Dans son témoignage, la juge de la Cour du Québec a reconnu ne pas se prêter à l'enquête « de gaieté de cœur ». Elle aurait préféré que ces événements « n'aient pas eu lieu ». Mais elle a dit « comprend(re) pourquoi » ce processus avait été enclenché, parce qu'elle « a à cœur » les valeurs qui le sous-tendent.
« J'ai dédié 30 ans de ma vie à ma carrière. C'est une vocation plus qu'une profession », dit la juge Roy.
En clair, elle a dit regretter son comportement de l'automne dernier. « Si c'était à refaire, je n'agirais pas de la même façon ».
Toutefois, elle a raconté qu'elle s'était « sentie salie sur la place publique et sans aucune défense », attaquée dans « sa personne, sa dignité, son intégrité, son autorité ». À son avis, c'est « à (sa) destitution » qu'appelait la dernière phrase de la chronique d'Yves Boisvert.
Par la voix de son avocat, elle a dit tirer « une grande leçon de cet événement » et « espère que son exemple servira à d'autres ». Elle a d'ailleurs suggéré l'élaboration d'un protocole pour soutenir les juges dans des circonstances semblables et, le cas échéant, intervenir.
Une « atteinte au devoir de réserve », selon l'avocate du Conseil
Pour l'avocate du Conseil de la magistrature, Me Emmanuelle Rolland, en voulant dénoncer une attaque qu'elle disait avoir personnellement subie, la juge Roy a utilisé sa tribune « pour régler des comptes ».
« Il me semble que ce n'est pas une utilisation appropriée de sa fonction », d'expliquer l'avocate, pour qui le comportement de la juge était de nature « à porter atteinte au devoir de réserve » que doivent observer les magistrats.
De plus, a dit l'avocate du Conseil de la magistrature, l'insensibilité des commentaires de la juge Roy était « d'autant plus préoccupante » qu'elle avait écrit à l'avance sa déclaration. « Même si ce n'était pas son intention, de tels propos peuvent être perçus comme banalisants pour les victimes de violence ».
« Une situation inusitée », souligne l'avocat de la juge
Bien qu'il reconnaisse que les propos de sa cliente aient pu être maladroits, l'avocat de la juge Roy, Me Giuseppe Battista, a estimé pour sa part que ces paroles n'étaient pas susceptibles d'ébranler la confiance du public envers le système de justice.

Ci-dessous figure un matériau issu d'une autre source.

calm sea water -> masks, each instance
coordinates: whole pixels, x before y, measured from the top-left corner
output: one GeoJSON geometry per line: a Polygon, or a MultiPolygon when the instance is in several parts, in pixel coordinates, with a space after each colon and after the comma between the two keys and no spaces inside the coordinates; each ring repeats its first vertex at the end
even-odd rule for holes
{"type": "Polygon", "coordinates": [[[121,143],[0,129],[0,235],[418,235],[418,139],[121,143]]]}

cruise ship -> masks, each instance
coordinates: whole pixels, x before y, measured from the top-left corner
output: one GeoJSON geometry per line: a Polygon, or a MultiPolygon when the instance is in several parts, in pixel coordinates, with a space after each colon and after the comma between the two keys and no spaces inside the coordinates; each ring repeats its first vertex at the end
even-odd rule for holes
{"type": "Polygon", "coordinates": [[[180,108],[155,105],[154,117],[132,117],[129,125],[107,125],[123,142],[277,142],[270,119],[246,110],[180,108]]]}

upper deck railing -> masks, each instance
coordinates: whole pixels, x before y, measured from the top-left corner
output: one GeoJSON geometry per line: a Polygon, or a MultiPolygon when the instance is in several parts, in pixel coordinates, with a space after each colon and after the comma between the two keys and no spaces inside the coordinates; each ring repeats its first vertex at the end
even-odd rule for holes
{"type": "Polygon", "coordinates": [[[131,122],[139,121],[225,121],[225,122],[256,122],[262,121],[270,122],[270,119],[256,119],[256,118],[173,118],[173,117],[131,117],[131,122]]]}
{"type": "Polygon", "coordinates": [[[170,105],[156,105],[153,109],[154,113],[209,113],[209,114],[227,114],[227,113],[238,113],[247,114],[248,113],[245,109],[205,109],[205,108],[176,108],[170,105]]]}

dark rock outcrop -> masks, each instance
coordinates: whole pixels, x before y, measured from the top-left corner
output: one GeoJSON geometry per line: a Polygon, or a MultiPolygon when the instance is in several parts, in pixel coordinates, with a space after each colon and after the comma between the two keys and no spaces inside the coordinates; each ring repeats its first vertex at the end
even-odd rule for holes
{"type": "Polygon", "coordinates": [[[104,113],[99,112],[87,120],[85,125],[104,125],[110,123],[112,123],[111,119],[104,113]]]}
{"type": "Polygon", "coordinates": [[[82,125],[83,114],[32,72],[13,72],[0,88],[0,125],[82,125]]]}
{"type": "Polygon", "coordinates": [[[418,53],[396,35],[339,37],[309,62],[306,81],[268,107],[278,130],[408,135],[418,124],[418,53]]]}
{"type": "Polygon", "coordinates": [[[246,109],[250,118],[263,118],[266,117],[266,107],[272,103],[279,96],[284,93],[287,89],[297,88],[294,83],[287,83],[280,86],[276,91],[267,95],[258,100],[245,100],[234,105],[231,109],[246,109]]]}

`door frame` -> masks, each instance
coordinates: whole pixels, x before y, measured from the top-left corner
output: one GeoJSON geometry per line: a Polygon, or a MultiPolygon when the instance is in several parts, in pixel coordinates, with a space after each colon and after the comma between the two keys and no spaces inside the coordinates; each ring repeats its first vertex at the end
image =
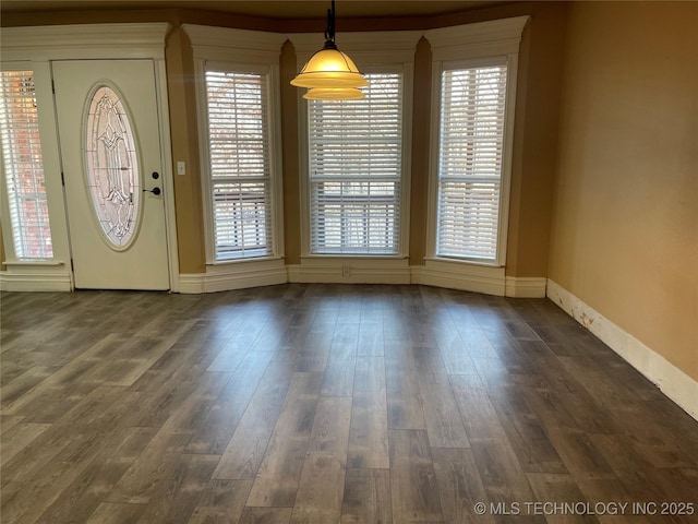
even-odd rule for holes
{"type": "MultiPolygon", "coordinates": [[[[51,62],[58,60],[149,59],[155,66],[170,290],[180,290],[172,144],[165,67],[165,39],[170,28],[169,23],[158,22],[4,27],[2,29],[0,41],[3,67],[22,63],[37,73],[40,72],[40,74],[35,74],[35,82],[37,84],[37,105],[40,107],[39,127],[41,128],[44,172],[55,258],[52,261],[12,261],[12,264],[8,264],[8,272],[11,266],[16,265],[21,267],[21,271],[16,272],[17,275],[28,273],[28,278],[32,279],[34,286],[33,289],[45,289],[40,282],[36,282],[37,269],[41,273],[52,270],[55,277],[56,275],[68,276],[68,281],[63,281],[64,284],[60,289],[51,288],[51,290],[74,289],[74,276],[70,267],[68,212],[61,183],[56,102],[51,92],[51,62]]],[[[7,285],[4,287],[25,290],[21,285],[12,288],[7,285]]],[[[26,288],[26,290],[29,289],[26,288]]]]}

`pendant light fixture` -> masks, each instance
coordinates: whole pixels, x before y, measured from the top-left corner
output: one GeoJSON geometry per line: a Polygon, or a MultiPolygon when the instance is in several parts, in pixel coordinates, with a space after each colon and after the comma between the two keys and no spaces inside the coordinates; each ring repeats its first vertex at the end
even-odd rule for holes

Rien dans ces propos ne visait à minimiser la souffrance d'autrui, a-t-il plaidé. Et la chronique en cause n'était « pas une simple critique », mais un questionnement « sur sa capacité à occuper sa fonction de juge ».
« Est-ce que tous les juges se seraient exprimés de la même façon? Probablement pas. Est-ce qu'il y avait une meilleure façon de faire? Probablement », mentionne Me Battista.
Me Battista a affirmé que le devoir de réserve limitait la capacité des juges à s'exprimer, mais il y a des exceptions, a-t-il fait valoir. Sa cliente s'est trouvée « dans une situation inusitée ». « Elle aurait dû prendre conseil auprès de ses collègues et faire les choses autrement ».
« Les juges peuvent se tromper sans que cela soit un comportement fautif ».